PJ-Aufwandsentschädigung

Streit am UKSH: Marburger Bund appelliert an Lübecker Klinikleiter

MB-Landeschef Dr. Henrik Herrmann: Medizinstudierende in Klinikalltag eingebunden und wichtig für Ablauf in stationärer Versorgung

Kiel/Lübeck (jz).

Angesichts der derzeit laufenden Diskussion am Universitätsklinikum Schleswig-Holstein (UKSH) mit seinen zwei Standorten in Kiel und Lübeck hat der MB-Landesverband Schleswig-Holstein an die Lübecker Klinikchefs appelliert, eine angemessene Aufwandsentschädigung im Praktischen Jahr (PJ) für Medizinstudierende zur Verfügung zu stellen.

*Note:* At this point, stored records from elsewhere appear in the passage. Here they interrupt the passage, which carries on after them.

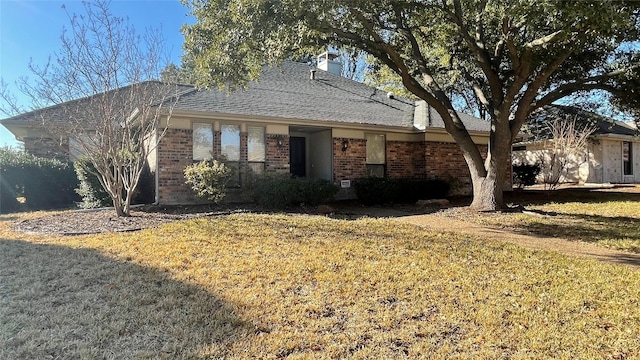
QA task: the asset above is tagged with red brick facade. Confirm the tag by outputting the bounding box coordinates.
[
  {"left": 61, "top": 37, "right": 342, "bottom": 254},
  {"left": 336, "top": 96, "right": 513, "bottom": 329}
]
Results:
[
  {"left": 157, "top": 129, "right": 195, "bottom": 204},
  {"left": 265, "top": 134, "right": 289, "bottom": 173},
  {"left": 158, "top": 129, "right": 511, "bottom": 203},
  {"left": 333, "top": 138, "right": 367, "bottom": 183},
  {"left": 387, "top": 141, "right": 427, "bottom": 179}
]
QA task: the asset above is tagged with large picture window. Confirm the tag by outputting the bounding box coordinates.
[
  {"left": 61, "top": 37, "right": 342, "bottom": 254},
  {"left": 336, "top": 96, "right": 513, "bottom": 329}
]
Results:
[
  {"left": 622, "top": 141, "right": 633, "bottom": 175},
  {"left": 193, "top": 123, "right": 213, "bottom": 161},
  {"left": 365, "top": 134, "right": 386, "bottom": 177},
  {"left": 220, "top": 125, "right": 240, "bottom": 186},
  {"left": 247, "top": 126, "right": 266, "bottom": 174}
]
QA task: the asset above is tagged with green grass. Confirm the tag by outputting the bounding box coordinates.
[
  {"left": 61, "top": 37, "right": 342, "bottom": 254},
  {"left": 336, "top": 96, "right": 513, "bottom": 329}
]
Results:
[{"left": 0, "top": 215, "right": 640, "bottom": 359}]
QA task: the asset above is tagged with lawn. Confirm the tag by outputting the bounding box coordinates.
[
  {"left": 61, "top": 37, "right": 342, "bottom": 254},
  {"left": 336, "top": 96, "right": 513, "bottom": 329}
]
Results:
[
  {"left": 0, "top": 214, "right": 640, "bottom": 359},
  {"left": 458, "top": 189, "right": 640, "bottom": 253}
]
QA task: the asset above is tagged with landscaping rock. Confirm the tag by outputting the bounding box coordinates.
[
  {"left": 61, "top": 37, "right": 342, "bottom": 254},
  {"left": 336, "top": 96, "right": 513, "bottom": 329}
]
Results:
[{"left": 316, "top": 205, "right": 335, "bottom": 215}]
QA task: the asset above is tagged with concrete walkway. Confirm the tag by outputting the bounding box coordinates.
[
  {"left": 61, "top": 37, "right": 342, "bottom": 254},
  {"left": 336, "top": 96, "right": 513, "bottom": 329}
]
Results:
[{"left": 397, "top": 215, "right": 640, "bottom": 270}]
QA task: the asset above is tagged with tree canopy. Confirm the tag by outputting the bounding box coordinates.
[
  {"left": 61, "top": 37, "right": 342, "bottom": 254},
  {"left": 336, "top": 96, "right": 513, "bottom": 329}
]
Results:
[{"left": 184, "top": 0, "right": 640, "bottom": 209}]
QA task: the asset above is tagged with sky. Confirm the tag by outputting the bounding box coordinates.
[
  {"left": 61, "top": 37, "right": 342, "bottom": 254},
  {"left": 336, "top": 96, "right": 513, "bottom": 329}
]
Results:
[{"left": 0, "top": 0, "right": 195, "bottom": 146}]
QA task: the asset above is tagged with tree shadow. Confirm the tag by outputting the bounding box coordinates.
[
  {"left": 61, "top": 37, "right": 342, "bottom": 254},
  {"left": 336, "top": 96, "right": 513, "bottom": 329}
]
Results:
[
  {"left": 0, "top": 240, "right": 255, "bottom": 359},
  {"left": 504, "top": 185, "right": 640, "bottom": 206},
  {"left": 522, "top": 210, "right": 640, "bottom": 246}
]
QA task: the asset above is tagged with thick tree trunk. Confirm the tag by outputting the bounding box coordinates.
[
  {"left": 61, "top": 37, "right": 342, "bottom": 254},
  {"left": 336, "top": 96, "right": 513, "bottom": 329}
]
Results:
[
  {"left": 469, "top": 175, "right": 504, "bottom": 211},
  {"left": 470, "top": 134, "right": 511, "bottom": 211}
]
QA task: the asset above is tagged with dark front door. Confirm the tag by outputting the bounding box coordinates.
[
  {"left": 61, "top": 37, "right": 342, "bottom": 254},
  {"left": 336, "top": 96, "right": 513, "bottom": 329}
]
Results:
[{"left": 289, "top": 136, "right": 307, "bottom": 177}]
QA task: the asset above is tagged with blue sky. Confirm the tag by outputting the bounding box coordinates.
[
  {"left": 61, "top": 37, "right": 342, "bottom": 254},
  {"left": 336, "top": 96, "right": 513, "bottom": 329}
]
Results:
[{"left": 0, "top": 0, "right": 194, "bottom": 146}]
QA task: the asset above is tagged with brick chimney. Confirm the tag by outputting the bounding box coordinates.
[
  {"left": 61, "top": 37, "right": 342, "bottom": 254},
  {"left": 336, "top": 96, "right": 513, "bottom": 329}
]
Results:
[{"left": 318, "top": 51, "right": 342, "bottom": 76}]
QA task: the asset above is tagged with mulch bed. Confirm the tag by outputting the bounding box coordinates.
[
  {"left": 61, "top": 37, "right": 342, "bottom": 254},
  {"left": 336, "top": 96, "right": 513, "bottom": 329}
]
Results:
[{"left": 14, "top": 205, "right": 251, "bottom": 235}]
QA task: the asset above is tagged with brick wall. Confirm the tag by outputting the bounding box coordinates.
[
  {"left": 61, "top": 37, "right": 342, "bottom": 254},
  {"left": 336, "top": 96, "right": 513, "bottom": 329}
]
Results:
[
  {"left": 23, "top": 137, "right": 69, "bottom": 161},
  {"left": 425, "top": 142, "right": 511, "bottom": 195},
  {"left": 265, "top": 134, "right": 289, "bottom": 173},
  {"left": 386, "top": 141, "right": 426, "bottom": 178},
  {"left": 158, "top": 129, "right": 196, "bottom": 204},
  {"left": 333, "top": 138, "right": 367, "bottom": 183}
]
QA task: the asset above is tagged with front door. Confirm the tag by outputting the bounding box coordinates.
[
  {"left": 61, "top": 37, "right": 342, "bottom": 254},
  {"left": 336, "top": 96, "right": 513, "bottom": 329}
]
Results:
[{"left": 289, "top": 136, "right": 307, "bottom": 177}]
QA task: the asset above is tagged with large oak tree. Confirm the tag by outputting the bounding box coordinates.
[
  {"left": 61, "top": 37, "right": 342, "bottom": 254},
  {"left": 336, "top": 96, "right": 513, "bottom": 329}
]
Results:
[{"left": 184, "top": 0, "right": 639, "bottom": 210}]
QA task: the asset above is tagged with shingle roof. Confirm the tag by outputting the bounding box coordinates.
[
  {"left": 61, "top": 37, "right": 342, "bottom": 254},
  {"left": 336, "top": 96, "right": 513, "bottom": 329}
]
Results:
[
  {"left": 2, "top": 61, "right": 489, "bottom": 136},
  {"left": 527, "top": 105, "right": 638, "bottom": 140},
  {"left": 0, "top": 81, "right": 193, "bottom": 125},
  {"left": 415, "top": 100, "right": 491, "bottom": 132},
  {"left": 174, "top": 61, "right": 414, "bottom": 128}
]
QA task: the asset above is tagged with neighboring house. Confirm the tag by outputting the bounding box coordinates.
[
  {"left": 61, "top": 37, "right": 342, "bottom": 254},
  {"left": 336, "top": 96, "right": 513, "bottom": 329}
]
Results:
[
  {"left": 1, "top": 56, "right": 511, "bottom": 204},
  {"left": 512, "top": 105, "right": 640, "bottom": 184}
]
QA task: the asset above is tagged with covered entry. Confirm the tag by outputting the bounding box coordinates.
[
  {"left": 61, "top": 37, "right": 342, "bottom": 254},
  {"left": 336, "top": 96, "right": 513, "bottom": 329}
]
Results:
[{"left": 289, "top": 126, "right": 333, "bottom": 181}]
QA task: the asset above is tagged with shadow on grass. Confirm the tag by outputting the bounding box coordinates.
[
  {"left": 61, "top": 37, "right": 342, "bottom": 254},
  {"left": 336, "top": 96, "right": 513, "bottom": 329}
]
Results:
[
  {"left": 0, "top": 240, "right": 254, "bottom": 359},
  {"left": 508, "top": 186, "right": 640, "bottom": 206},
  {"left": 521, "top": 210, "right": 640, "bottom": 246}
]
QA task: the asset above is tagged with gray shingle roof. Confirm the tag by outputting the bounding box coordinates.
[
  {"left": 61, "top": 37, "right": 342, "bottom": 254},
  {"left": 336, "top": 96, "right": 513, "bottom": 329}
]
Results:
[
  {"left": 174, "top": 61, "right": 414, "bottom": 128},
  {"left": 0, "top": 80, "right": 193, "bottom": 126},
  {"left": 2, "top": 61, "right": 489, "bottom": 135},
  {"left": 415, "top": 101, "right": 491, "bottom": 132},
  {"left": 526, "top": 105, "right": 638, "bottom": 140}
]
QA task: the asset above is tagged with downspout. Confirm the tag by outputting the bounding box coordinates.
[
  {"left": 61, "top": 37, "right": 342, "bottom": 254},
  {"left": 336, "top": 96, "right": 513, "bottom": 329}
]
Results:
[{"left": 152, "top": 128, "right": 160, "bottom": 205}]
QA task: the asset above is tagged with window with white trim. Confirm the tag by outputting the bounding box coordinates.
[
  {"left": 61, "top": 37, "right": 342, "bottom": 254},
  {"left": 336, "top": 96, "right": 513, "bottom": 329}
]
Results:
[
  {"left": 365, "top": 134, "right": 386, "bottom": 177},
  {"left": 193, "top": 123, "right": 213, "bottom": 161},
  {"left": 247, "top": 126, "right": 267, "bottom": 174},
  {"left": 220, "top": 125, "right": 240, "bottom": 186},
  {"left": 622, "top": 141, "right": 633, "bottom": 175}
]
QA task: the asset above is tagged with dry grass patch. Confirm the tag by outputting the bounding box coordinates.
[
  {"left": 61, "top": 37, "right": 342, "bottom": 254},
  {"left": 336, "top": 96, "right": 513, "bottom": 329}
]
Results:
[
  {"left": 0, "top": 215, "right": 640, "bottom": 359},
  {"left": 465, "top": 192, "right": 640, "bottom": 253}
]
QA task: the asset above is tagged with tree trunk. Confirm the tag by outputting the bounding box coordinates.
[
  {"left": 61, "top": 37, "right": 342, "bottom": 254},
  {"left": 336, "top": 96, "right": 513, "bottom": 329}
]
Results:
[
  {"left": 113, "top": 198, "right": 129, "bottom": 217},
  {"left": 470, "top": 135, "right": 511, "bottom": 211},
  {"left": 469, "top": 173, "right": 504, "bottom": 211}
]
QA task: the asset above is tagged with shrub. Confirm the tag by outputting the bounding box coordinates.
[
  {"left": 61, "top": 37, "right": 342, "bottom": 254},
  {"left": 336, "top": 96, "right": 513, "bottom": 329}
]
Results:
[
  {"left": 184, "top": 160, "right": 231, "bottom": 203},
  {"left": 74, "top": 157, "right": 155, "bottom": 209},
  {"left": 353, "top": 177, "right": 449, "bottom": 205},
  {"left": 252, "top": 174, "right": 338, "bottom": 209},
  {"left": 513, "top": 163, "right": 542, "bottom": 189},
  {"left": 0, "top": 148, "right": 78, "bottom": 212},
  {"left": 73, "top": 157, "right": 113, "bottom": 209}
]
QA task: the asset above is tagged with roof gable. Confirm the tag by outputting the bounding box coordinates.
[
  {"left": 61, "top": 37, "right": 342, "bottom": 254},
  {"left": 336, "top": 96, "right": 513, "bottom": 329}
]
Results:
[{"left": 174, "top": 61, "right": 414, "bottom": 128}]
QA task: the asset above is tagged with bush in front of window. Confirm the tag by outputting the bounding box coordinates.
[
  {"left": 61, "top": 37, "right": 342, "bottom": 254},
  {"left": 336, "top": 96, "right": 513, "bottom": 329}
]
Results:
[
  {"left": 184, "top": 160, "right": 231, "bottom": 203},
  {"left": 513, "top": 163, "right": 542, "bottom": 189},
  {"left": 353, "top": 177, "right": 450, "bottom": 205},
  {"left": 251, "top": 174, "right": 338, "bottom": 209},
  {"left": 73, "top": 157, "right": 113, "bottom": 209},
  {"left": 0, "top": 147, "right": 78, "bottom": 213}
]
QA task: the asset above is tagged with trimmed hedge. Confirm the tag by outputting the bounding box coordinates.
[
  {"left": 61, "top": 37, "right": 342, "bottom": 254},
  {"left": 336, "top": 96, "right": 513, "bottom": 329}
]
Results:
[
  {"left": 513, "top": 163, "right": 542, "bottom": 189},
  {"left": 73, "top": 157, "right": 155, "bottom": 209},
  {"left": 0, "top": 148, "right": 78, "bottom": 213},
  {"left": 73, "top": 157, "right": 113, "bottom": 209},
  {"left": 353, "top": 177, "right": 450, "bottom": 205},
  {"left": 251, "top": 174, "right": 338, "bottom": 209},
  {"left": 184, "top": 160, "right": 232, "bottom": 204}
]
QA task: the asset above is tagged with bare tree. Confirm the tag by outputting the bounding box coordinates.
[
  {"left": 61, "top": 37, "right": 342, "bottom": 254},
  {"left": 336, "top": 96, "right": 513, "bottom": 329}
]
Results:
[
  {"left": 538, "top": 119, "right": 595, "bottom": 190},
  {"left": 4, "top": 0, "right": 177, "bottom": 216}
]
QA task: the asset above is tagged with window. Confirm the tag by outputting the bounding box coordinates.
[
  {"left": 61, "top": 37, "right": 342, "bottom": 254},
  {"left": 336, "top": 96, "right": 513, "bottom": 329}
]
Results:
[
  {"left": 247, "top": 126, "right": 266, "bottom": 174},
  {"left": 365, "top": 134, "right": 386, "bottom": 177},
  {"left": 622, "top": 141, "right": 633, "bottom": 175},
  {"left": 220, "top": 125, "right": 240, "bottom": 186},
  {"left": 193, "top": 123, "right": 213, "bottom": 160}
]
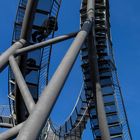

Vor dem Hintergrund, dass die medizinische Ausbildung weder von der eigenen noch der finanziellen Leistungsfähigkeit der Eltern abhängen darf, kämpft der MB seit Jahren für eine faire Aufwandsentschädigung im PJ. Durchaus mit Erfolg. Lediglich 8 der 34 Universitätskliniken zahlen keine. Und das UKSH könnte hinzukommen, wenn sich nicht einige Lübecker Klinikchefs dagegen wehrten.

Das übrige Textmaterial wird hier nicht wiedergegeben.